Sans doute aurais-je dû faire preuve de plus de délicatesse, en dissimulant mon opinion à l’égard d’un homme qui venait de disparaître. Un homme que toute la presse a en outre célébré comme le dernier "grand-écrivain". Et peut-être aurais-je pu renvoyer à l’étude de Louis Audibert (« Gracq et le cinéma », Cinématographe, n°107, février 1985, p.46-47), qui s’efforce de montrer que Gracq s’est en fait beaucoup plus intéressé au cinéma qu’on pourrait le penser de prime abord.

Le mieux est de donner la parole à Gracq lui-même, afin de laisser apprécier aux lecteurs quel penseur du cinéma il fut aussi. Voilà donc quelques extraits de ses réflexions sur le sujet, que je reproduirai sans doute en bonne place dans l’anthologie de la cinéphobie que je prépare depuis quelques années – elle s’intitulerait Contre le cinéma… tout contre, en hommage à qui vous savez.

 

 

 

La part de remplissage neutre, inactif et insignifiant (le Q.S. d’eau distillée des préparations pharmaceutiques) nulle en principe dans un tableau, dans un poème, et même dans un roman, atteint dans le cinéma à son maximum. […]

Le personnage de cinéma, pris dans la gelée de la pellicule, comme l’insecte dans son morceau d’ambre, pêle-mêle avec des feuilles, des grains de sable, des écailles de bourgeons, des fragments d’écorce. […]

Tout film, si magnifique soit-il, garde […], à la sortie de sa chaîne de production, le caractère d’un objet manufacturé, à prendre ou à laisser tout entier ; non soluble dans le souvenir ou la rêverie, cerné du contour net et isolant de ses images péremptoires et de ses cadrages rigides, il est – si j’ose risquer cette expression – non psychodégradable, « un bloc » qui peut certes s’enkyster dans le souvenir, mais qui ne s’y dilue pas, ne l’imprègne et ne l’ensemence pas. […]

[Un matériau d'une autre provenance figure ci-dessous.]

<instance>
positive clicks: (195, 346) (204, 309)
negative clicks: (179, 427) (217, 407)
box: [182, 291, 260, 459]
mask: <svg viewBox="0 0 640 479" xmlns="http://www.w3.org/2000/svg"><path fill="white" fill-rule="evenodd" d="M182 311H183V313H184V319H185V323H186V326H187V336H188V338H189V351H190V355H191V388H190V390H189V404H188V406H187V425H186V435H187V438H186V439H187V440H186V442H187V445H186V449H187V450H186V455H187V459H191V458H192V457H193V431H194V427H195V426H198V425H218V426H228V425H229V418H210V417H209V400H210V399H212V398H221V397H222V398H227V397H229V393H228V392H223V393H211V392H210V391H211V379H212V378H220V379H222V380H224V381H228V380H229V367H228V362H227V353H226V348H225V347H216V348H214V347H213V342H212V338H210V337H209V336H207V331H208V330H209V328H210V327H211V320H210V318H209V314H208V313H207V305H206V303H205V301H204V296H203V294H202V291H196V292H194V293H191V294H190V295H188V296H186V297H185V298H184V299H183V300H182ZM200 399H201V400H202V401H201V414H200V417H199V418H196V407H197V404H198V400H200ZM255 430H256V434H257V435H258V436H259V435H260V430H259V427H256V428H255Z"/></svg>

Car la caméra centre bien […] l’attention du spectateur et la circonscrit comme le cercle lumineux d’une lampe, mais, à l’intérieur de ce cercle, ou plutôt de ce rectangle, elle n’élide rien, tandis que la plume, elle, y promène capricieusement au gré de l’écrivain un de ces spots punctiformes, à luminosité concentrée, qui servent aux démonstrateurs à souligner sur l’écran aux images un détail ou une particularité significative. […]

Tout est bloqué, tout est inhibé, quand je vois projeter un film, de mes mécanismes d’admission et d’assimilation, d’autorégulation mentale et affective : ma passivité de consommateur atteint son maximum. Ni du détail infime de la plus fugitive image il ne me sera fait grâce, ni d’un quelconque raccourci, fût-il de quelques secondes, dans le rythme selon lequel le film m’est administré. […]

Le film est, de toutes les œuvres d’art, celle qui laisse le moins de carrière au talent de ses consommateurs […].

Il y a dans la littérature classique une spoliation abusive de l’inventeur par l’artiste achevé qui s’institue son usufruitier : cette spoliation, le temps du septième art ne la permet plus.